Interior of Christ Church
This is part 1 of a series of post of Colonial churches on the East Coast I have been in that George Washington worshiped in. During my two week stay in Boston in August of 2009 I had the pleasure of visiting the lovely town of Cambridge, Massachusetts during the daytime touring museums and walking the historic streets and by night clubbing at Cambridge's interesting night life. On one of my walk I stumbled upon Christ Church built 1759. One of my fondest memory was visiting the church. The people was very friendly and hospitable. The church was designed by noted colonial era architect Peter Harrison as a Church of England , who also designed the King's Chapel in Boston. Its wooden frame rests on a granite foundation built from ballast stones from ships arriving at Boston Harbor. The church was originally finished in a sanded paint treatment to give the appearance of a traditional English stone church.

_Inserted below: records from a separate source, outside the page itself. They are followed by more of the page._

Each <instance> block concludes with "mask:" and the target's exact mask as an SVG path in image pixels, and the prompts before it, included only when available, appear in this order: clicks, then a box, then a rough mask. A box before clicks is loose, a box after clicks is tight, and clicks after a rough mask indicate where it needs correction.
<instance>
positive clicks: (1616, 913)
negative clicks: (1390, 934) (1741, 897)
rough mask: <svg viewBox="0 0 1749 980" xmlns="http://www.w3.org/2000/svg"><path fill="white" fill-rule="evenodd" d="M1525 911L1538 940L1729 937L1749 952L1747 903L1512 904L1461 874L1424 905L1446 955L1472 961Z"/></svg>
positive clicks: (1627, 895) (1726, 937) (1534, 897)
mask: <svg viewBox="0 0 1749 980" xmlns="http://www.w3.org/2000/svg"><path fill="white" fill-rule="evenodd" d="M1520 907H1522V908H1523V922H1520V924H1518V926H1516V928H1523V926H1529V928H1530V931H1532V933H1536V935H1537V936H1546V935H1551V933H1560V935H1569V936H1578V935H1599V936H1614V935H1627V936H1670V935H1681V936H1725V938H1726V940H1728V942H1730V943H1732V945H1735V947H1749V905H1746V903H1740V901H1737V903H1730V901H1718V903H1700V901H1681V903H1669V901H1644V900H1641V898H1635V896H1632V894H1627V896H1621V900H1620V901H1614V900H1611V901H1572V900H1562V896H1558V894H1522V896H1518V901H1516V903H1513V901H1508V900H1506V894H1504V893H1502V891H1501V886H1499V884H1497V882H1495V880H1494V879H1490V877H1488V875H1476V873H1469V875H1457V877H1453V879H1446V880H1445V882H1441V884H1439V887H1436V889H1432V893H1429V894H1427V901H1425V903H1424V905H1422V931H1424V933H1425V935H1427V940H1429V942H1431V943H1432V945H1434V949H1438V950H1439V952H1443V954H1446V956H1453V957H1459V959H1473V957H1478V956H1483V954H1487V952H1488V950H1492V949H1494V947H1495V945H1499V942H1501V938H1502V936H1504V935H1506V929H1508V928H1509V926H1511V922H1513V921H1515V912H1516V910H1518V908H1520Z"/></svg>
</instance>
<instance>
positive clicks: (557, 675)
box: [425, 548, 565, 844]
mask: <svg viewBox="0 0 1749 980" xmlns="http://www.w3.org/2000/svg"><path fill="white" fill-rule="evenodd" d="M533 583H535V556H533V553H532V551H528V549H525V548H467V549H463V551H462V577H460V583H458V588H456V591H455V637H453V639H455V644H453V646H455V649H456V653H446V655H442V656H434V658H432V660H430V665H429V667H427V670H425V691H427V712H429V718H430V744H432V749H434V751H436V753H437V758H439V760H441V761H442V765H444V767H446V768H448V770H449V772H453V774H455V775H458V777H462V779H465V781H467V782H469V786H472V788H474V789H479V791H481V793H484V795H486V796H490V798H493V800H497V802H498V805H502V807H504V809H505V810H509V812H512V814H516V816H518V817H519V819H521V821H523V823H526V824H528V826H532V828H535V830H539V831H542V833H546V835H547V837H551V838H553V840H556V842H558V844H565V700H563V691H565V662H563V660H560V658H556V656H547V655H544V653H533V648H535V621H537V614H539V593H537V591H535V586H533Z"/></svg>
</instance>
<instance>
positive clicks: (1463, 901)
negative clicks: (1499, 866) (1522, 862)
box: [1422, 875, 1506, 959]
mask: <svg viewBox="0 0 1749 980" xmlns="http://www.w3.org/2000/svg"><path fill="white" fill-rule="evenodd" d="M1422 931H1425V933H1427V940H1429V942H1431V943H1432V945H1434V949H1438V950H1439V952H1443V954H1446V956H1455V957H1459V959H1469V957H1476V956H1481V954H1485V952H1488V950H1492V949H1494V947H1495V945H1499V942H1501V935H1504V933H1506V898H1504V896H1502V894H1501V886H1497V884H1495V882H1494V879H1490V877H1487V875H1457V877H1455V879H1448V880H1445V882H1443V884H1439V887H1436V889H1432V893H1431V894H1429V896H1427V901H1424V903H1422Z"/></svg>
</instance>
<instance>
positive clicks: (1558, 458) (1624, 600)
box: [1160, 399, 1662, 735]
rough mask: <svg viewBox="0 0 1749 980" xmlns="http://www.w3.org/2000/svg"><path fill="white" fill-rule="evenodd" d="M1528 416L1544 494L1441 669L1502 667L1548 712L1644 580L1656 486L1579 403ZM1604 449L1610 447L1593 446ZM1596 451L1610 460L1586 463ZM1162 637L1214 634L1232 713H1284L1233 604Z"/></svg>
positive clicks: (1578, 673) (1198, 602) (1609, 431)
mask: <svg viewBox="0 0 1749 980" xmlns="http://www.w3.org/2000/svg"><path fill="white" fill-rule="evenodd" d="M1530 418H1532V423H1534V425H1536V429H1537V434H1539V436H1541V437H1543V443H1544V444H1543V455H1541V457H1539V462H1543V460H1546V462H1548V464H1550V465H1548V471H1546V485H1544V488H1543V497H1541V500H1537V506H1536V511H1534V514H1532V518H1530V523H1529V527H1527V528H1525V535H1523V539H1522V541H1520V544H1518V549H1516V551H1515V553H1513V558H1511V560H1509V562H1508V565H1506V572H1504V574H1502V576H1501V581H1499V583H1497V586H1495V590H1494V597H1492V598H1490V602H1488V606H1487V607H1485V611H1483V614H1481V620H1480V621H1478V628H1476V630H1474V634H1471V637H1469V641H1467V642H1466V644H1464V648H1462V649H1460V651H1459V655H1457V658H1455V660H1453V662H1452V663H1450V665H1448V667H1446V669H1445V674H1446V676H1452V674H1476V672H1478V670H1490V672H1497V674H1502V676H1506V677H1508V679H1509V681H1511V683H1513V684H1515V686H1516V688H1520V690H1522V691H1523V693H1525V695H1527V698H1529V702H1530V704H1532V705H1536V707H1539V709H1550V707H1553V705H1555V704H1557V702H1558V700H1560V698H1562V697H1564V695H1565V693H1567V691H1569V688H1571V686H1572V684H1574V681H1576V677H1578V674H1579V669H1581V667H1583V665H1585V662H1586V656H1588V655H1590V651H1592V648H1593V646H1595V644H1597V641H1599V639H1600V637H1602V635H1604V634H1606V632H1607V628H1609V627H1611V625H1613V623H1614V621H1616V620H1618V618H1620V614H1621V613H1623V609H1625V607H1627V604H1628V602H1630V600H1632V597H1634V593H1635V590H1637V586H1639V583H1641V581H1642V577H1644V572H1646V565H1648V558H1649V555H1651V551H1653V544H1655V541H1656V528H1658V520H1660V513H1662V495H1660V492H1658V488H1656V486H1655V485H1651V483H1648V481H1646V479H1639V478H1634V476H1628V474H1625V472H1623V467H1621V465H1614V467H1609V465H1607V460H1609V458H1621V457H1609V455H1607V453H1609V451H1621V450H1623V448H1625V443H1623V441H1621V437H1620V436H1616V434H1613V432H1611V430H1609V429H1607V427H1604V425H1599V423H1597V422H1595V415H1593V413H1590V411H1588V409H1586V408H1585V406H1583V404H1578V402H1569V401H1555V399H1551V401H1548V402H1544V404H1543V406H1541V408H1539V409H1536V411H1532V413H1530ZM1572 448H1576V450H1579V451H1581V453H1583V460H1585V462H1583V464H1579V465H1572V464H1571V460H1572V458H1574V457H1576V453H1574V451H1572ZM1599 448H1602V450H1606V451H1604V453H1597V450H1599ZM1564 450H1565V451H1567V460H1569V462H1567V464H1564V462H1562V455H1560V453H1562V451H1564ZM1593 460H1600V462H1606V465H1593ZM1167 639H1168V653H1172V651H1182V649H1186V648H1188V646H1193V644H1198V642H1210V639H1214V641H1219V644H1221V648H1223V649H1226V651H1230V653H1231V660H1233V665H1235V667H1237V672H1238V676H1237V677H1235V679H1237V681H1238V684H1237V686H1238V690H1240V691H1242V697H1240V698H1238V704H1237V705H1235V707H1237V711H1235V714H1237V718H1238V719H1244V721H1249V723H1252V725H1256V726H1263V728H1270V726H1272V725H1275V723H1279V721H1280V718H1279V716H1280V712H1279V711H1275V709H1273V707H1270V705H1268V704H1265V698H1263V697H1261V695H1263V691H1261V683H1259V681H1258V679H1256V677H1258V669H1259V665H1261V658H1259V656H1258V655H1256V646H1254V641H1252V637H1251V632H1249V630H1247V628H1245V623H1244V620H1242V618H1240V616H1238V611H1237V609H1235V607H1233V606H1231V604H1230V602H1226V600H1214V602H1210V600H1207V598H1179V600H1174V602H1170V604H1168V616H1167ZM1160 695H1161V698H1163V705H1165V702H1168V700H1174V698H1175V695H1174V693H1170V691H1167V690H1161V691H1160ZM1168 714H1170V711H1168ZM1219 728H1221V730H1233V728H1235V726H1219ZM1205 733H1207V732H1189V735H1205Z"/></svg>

During the American Revolution Christ Church was attacked by dissenting colonials for its Tory leanings, Bullet holes are still present in the walls of the church. but it was also the site of a prayer service which George and Martha Washington attended while quartered in the nearby mansion now known as the Longfellow National Historic Site. Martha Washington requested a service be held on Sunday 31 December 1775. Colonel Palfrey read the service and prayed that the King might be enlightened. But the Revolution rolled on and the church was closed until 1790. The church was closed, and its organ melted down for bullets during the Revolution.
For several years after the American Revolution, the church stood empty. In the later years of the eighteenth century the church was re-opened as an Episcopal Church and has remained so. The original chapel was expanded in 1857 to accommodate a larger congregation and to help raise funds for the church by expanding pew rental income. The church was dramatically redecorated in 1883 in the high Victorian style, but it was restored to its original Colonial Classical simplicity in 1920.
Generations of Harvard students from Richard Henry Dana, Jr., author of Two Years Before the Mast, to Teddy Roosevelt, who was asked not to continue as a Sunday School teacher because he would not become an Episcopalian, have made Christ Church their parish home during their studies.
Christ Church has a long history of social activism, supporting the civil rights movement, the peace movement, and ministries of social justice. In April 1967 the Reverend Martin Luther King and Doctor Benjamin Spock were denied access to a building at Harvard University to hold a press conference denouncing the Vietnam War, but the Reverend Murray Kenney welcomed them to Christ Church; a plaque in the parish hall commemorates the event. Another activist to speak at Christ Church was Jesse Louis Jackson, who spoke as part of a Martin Luther King, Jr. celebration in 2004.